I used to think my value as an artist came from what I did, but now I know that the real flesh and blood matters are found in my artist’s heart.  The heart I was born with.  I used to put the mantel of financial success on my work. Or how popular my work became.  Or praise I got for its uniqueness.  Because if I am honest I have a real fear that…when it’s all said and done that I will have missed it. That my life will pass and that I won’t make a significant contribution, that I screwed it up—my one chance—and now I will dissolve like a vapor into the unknown and nobody will notice or care.  There is this primal longing within me to matter.  I try to get a handle on this fear by performing.

 

We live in a culture that affirms the idea that people who work hard enough, who are smart enough, invest their money well and don’t buy expensive jeans, that keep that twenty something appearance well into middle age, or who get all A’s, who exercise when they are supposed to, and who have a diet of only greens and lean protein.

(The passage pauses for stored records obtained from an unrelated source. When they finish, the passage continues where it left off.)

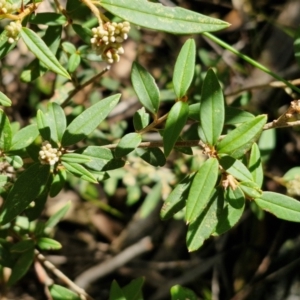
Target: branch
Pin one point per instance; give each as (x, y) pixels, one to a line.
(114, 263)
(83, 295)
(82, 86)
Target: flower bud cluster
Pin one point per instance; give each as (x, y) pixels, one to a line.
(7, 8)
(108, 38)
(49, 155)
(13, 31)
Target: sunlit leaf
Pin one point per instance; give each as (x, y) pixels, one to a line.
(24, 137)
(163, 18)
(177, 199)
(127, 144)
(27, 187)
(88, 121)
(237, 142)
(153, 156)
(5, 132)
(211, 109)
(145, 87)
(4, 100)
(61, 293)
(180, 293)
(38, 47)
(184, 68)
(176, 120)
(201, 189)
(255, 165)
(283, 207)
(203, 226)
(232, 210)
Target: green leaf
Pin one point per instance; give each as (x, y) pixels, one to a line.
(267, 143)
(153, 156)
(83, 32)
(116, 292)
(232, 210)
(236, 168)
(180, 293)
(151, 201)
(184, 68)
(292, 174)
(24, 137)
(68, 47)
(203, 226)
(74, 62)
(79, 171)
(127, 144)
(234, 115)
(297, 46)
(45, 243)
(88, 121)
(54, 219)
(211, 109)
(133, 290)
(283, 207)
(163, 18)
(141, 119)
(35, 69)
(177, 199)
(43, 125)
(38, 47)
(3, 180)
(145, 87)
(33, 212)
(15, 161)
(58, 182)
(75, 158)
(4, 100)
(250, 189)
(46, 18)
(57, 121)
(201, 189)
(22, 246)
(176, 120)
(5, 132)
(21, 266)
(61, 293)
(255, 165)
(237, 142)
(27, 187)
(102, 159)
(5, 46)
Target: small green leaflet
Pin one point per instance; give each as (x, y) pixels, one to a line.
(27, 187)
(4, 100)
(237, 142)
(184, 68)
(38, 47)
(156, 16)
(88, 121)
(201, 189)
(212, 109)
(176, 120)
(145, 87)
(283, 207)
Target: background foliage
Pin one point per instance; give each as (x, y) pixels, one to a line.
(154, 178)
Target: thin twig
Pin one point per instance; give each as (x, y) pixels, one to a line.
(156, 144)
(275, 84)
(80, 87)
(110, 265)
(281, 125)
(62, 276)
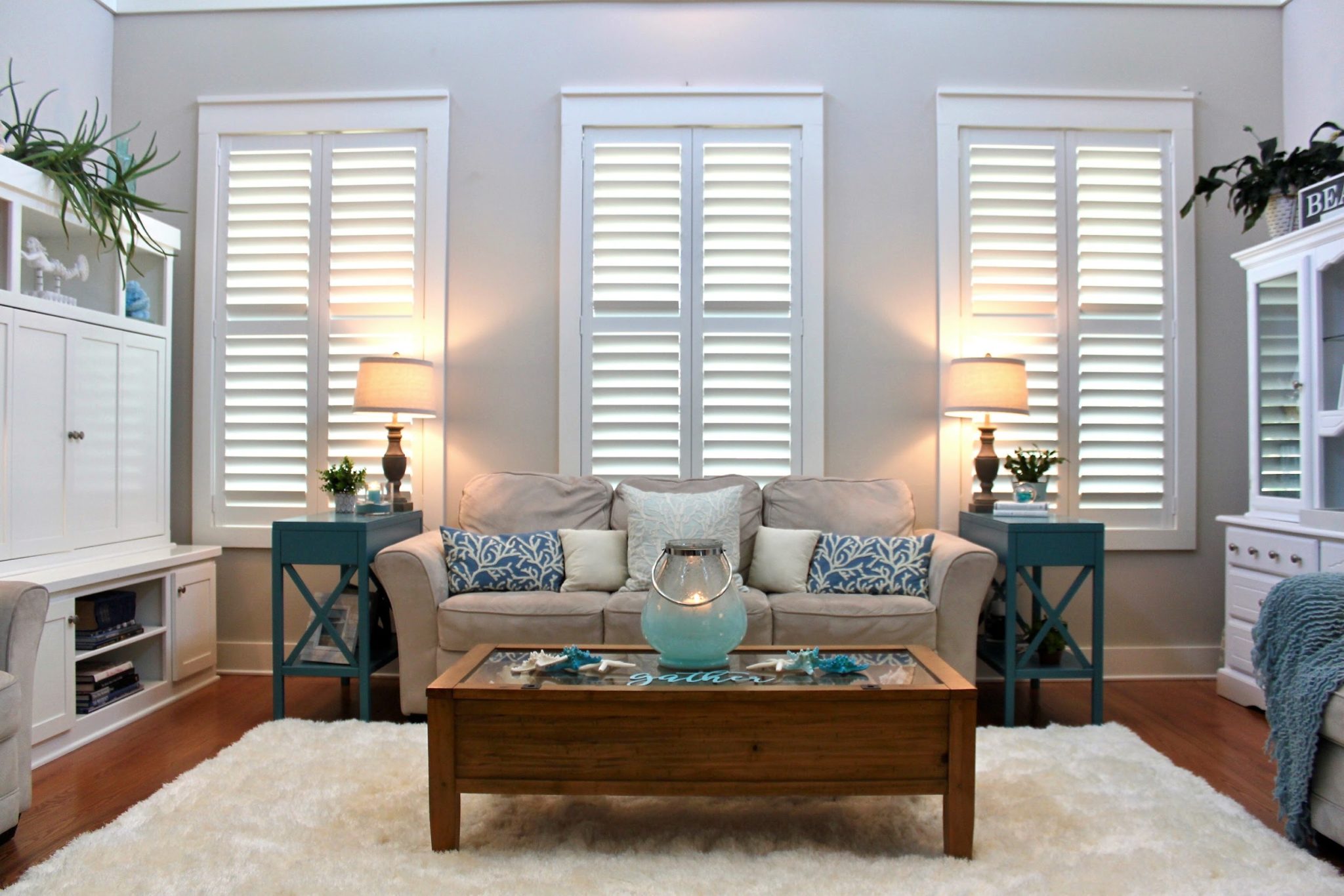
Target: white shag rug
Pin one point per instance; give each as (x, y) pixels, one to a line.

That they are the ones.  They are the ones worth it.  They are the ones keeping all the rules just right.  Those who reject this social norm we label dilatants, slackers…they are shamefully insignificant. It’s probably why we don’t value our elderly like we should, or our mentally challenged, or even our children.  Because when you get down to it, we find a person’s real value resides in the status of what they do.

 

But we are poems.  We are artwork.  It sounds too good to be true. It sounds like a lie that dreamers believe who don’t live in the real world where results matter.  But what I have observed is this: Those who are truly doing creative work, who have the kind of lives that everybody else wants, they know this.  They let this belief reside in their bones.  They don’t do work chasing anything, they do work because they already have it to give.  They have changed the dynamic of life from one of a transaction i.e. you do this to get that, to one that starts and ends with joy.  It is life changing.  It is changing me.  It changes the space from which I make my work, whether it is work that supports my family financially or not.  I no longer work for money, I work for money that supports a life well lived.  Money is a means, not a master. It creates more opportunities to be grateful on all kinds of levels.  And when I get a chance, I break bread and wine with others, and maybe cry and then laugh, and then cry some more.  Because poems we are.  Every one of us.